一昨日安倍首相は衆議院の閉会に合わせて記者会見を開き消費税の増税先送りの表明を行いました。会見のTV中継を見て例によって感じたのは、相変わらずの強気と前言を平気で翻す整合性のない話の中身に、この人のどこに50パーセントを超える支持を集める力が、魅力があるのだろうという疑問でした。
会見後の記者の質問にも当を得ない回答に終始するし、肝心の点については答えないで済ませてしまう、とぼけているのではなく本気で質問の趣旨が理解できないのではと思えるような、完熟ボケを感じさせる印象であったのです。

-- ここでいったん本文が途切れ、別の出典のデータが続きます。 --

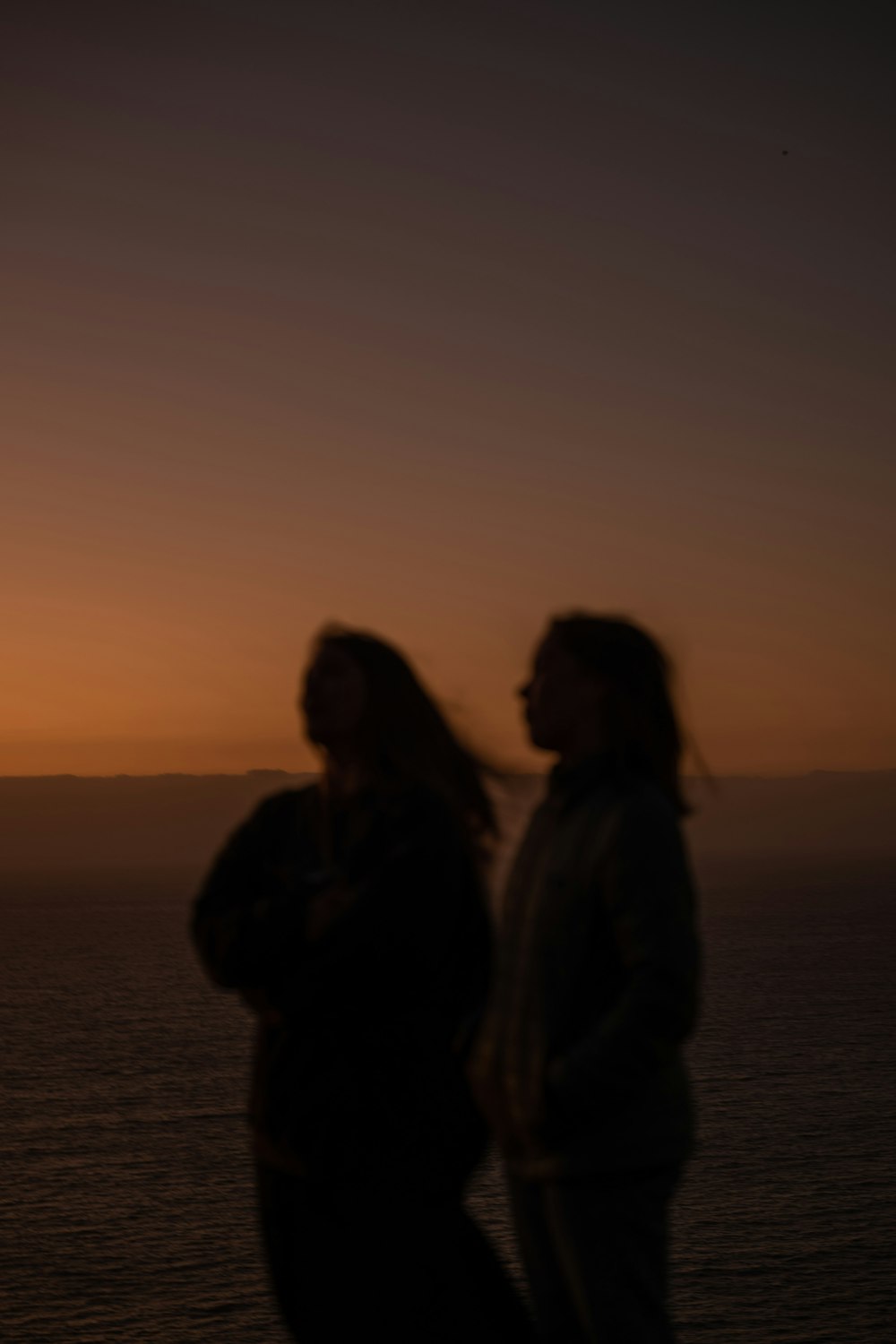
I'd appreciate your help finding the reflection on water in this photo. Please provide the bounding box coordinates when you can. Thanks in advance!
[0,868,896,1344]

自民党の若手ホープ、小泉 進次郎衆院議員の、“増税はしない、社会保障はやるなんてうまい話はどこにもない”という“正論”を安倍首相は耳にしたのかしなかったのか、記者もそれくらいに突っ込みを見せてほしかったのですが、鋭く質問するものもなく、ただ首相の自慢話に付き合っていただけの、無意味な記者会見であったのでした。
参議院選挙において国民の信を問う”と首相は言いますが、公約を翻しての増税延期なのですから、国会でまず議論すべきですし、“信を問う”と言うのであれば衆院を解散しなければ意味がないようにも思えます。参議院も国会ですが法案審議優先権などを持つ衆院をそのままにしての“信を問う”では、仮に選挙で敗北したところで政策変更を迫ることはできません。どうも言っていることとやることがチグハグで、納得できないと思うのは私だけなのでしょうか。

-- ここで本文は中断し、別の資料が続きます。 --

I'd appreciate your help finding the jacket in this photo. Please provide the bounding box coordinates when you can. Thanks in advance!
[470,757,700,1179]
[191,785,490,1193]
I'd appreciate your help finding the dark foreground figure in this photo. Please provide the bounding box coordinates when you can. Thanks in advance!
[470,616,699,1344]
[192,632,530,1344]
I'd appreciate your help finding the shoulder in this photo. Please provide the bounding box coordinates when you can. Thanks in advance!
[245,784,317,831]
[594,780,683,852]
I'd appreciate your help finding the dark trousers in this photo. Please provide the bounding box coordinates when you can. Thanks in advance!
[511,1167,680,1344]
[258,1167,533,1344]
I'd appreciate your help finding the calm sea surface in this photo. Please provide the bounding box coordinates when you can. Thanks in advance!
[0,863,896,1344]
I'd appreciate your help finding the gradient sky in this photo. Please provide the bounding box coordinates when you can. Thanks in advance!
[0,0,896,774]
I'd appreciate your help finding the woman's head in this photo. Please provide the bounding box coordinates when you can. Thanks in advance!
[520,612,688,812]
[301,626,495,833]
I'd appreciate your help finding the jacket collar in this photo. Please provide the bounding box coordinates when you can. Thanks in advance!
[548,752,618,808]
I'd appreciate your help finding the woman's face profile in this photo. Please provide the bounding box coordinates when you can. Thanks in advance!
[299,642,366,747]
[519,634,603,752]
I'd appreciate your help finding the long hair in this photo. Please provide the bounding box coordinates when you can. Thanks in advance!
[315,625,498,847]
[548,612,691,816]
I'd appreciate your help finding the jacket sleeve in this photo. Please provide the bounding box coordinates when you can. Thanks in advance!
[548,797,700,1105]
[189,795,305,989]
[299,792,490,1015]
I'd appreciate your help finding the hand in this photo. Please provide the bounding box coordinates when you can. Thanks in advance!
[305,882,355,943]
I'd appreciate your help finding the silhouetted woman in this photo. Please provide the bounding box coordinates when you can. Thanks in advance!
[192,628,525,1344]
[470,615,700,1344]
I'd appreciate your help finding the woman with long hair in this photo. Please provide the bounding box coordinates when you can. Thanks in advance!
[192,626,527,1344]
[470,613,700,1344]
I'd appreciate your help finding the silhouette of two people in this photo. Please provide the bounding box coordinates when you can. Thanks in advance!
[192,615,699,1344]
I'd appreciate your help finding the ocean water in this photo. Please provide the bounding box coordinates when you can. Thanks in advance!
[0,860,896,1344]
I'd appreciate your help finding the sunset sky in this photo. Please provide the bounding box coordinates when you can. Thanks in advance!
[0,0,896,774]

とは言え国会は閉幕しあとは参議院選挙に突入するだけということとなった今、せめてもの救いは参議院地方選挙区の1人区全てで野党共闘が成立したことです。これがどの程度の効果をもたらすかわかりませんが、新安保法制の強行採決以後の引き続く世論の高まりが、この共闘を後押ししたことは間違いなく、言わば新しい政治の流れのきっかけとなる期待を抱かせるものと思えます。今月にはまた国会集会が予定されていることもあり、この国の民主主義がどの程度の力を発揮するのか、これまでになく注目すべき国政選挙と思っています。